Not to mention, you know, being academically required to start spending more time in libraries. 

I recently got a new laptop and just now, sitting on the couch with tea and a sleeping dog and the bulk of Saturday’s New York Times, it occurred to me that I have a lot to tell you, I have a lot that I owe to this space, and wouldn’t you know it: I hadn’t even created a button in my bookmark bar for this blog’s log-in. I think that says a lot, it says too much, and for that I’m sorry, what three of you are left (Simon, my mother, someone else).

I start graduate school on the same day that Obama starts his job. I sort of like that; it feels like an auspicious day to Start Shit. And I am so into starting shit in 2009; it’s the year for starting shit. I hope you’ve got some shit you’re starting up and fiercely, too.

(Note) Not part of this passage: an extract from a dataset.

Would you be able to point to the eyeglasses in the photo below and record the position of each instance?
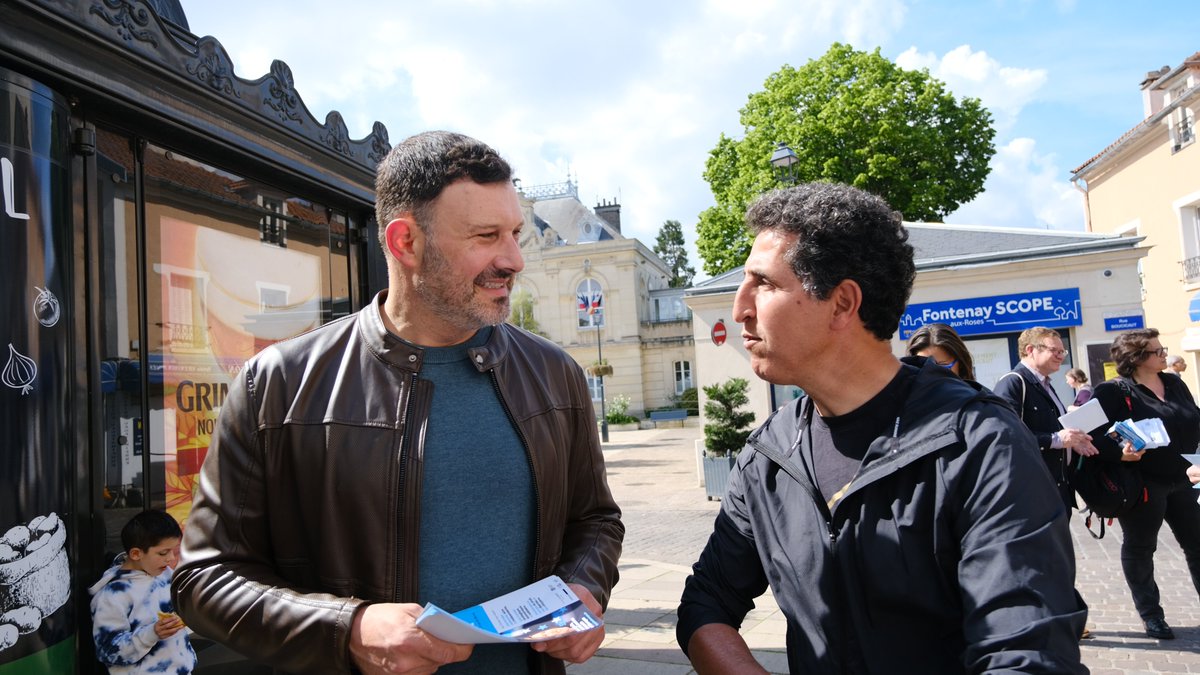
(1054, 351)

That was a lot of swearage, sorry. It was said with hope.

Anyway, I start graduate school; more precisely, I’m enrolled at Pratt for the mouthful they call librarianship these days – Master of Information and Library Science. That’ll be me in *mumble mumble* years, however long it takes me to cram thirty-six credits into my life. I’m an overachiever on paper so let’s say two years, okay? You can buy me a drink when I’m wrong.

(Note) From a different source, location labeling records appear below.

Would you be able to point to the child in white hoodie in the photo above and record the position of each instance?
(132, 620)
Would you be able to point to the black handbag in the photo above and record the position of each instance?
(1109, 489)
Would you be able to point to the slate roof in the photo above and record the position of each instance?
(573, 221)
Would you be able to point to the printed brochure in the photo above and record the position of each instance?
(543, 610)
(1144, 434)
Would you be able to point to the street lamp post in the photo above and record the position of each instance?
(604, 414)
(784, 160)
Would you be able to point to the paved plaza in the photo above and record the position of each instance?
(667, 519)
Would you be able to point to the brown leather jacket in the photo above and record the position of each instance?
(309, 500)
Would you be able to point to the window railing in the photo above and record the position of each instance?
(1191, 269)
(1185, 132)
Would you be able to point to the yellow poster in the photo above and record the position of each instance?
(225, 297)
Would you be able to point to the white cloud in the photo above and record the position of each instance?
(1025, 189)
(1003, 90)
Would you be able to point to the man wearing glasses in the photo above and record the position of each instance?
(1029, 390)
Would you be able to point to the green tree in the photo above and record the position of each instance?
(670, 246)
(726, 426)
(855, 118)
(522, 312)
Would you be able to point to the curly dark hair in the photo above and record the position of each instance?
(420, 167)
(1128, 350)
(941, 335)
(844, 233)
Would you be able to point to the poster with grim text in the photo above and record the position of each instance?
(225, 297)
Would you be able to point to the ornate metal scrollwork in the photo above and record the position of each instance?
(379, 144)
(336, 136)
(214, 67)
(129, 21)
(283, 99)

I’m going to continue to work at my Awesome Non-Profit Job through school, if they’ll have me, which I think they will. That job, oddly, is part of what sent me giggling into the arms of library science; conversely to all my solitary word-wrangling, I enjoy being at the center of this little office, this little organization that relies on me and my, well, organization. Plus c’mon, you people just know I want to rip my clothes off and run screaming through the Dewey Decimal System. Metaphorically. The view from here looks like I’ll be concentrating on legal librarianship, for obvious reasons. Of geekness.

Now let’s discuss why this my first post of 2009: I don’t know. I’m working on understanding my motivations here, and my reticience therein, and this blog is still only half-way to how I want it to look but I’m working on that too. I flatly refuse to do anything so dramatic as to question the point of all this, c’mon, we know there’s point!, but I do still love this space and think about it often even though I can’t find the words that belong here all the time. I’m hoping my new life (now with 100% more studying!) is going to provide some much-needed fertilizer around here.

Happy 2009. Y’all come back now, y’hear?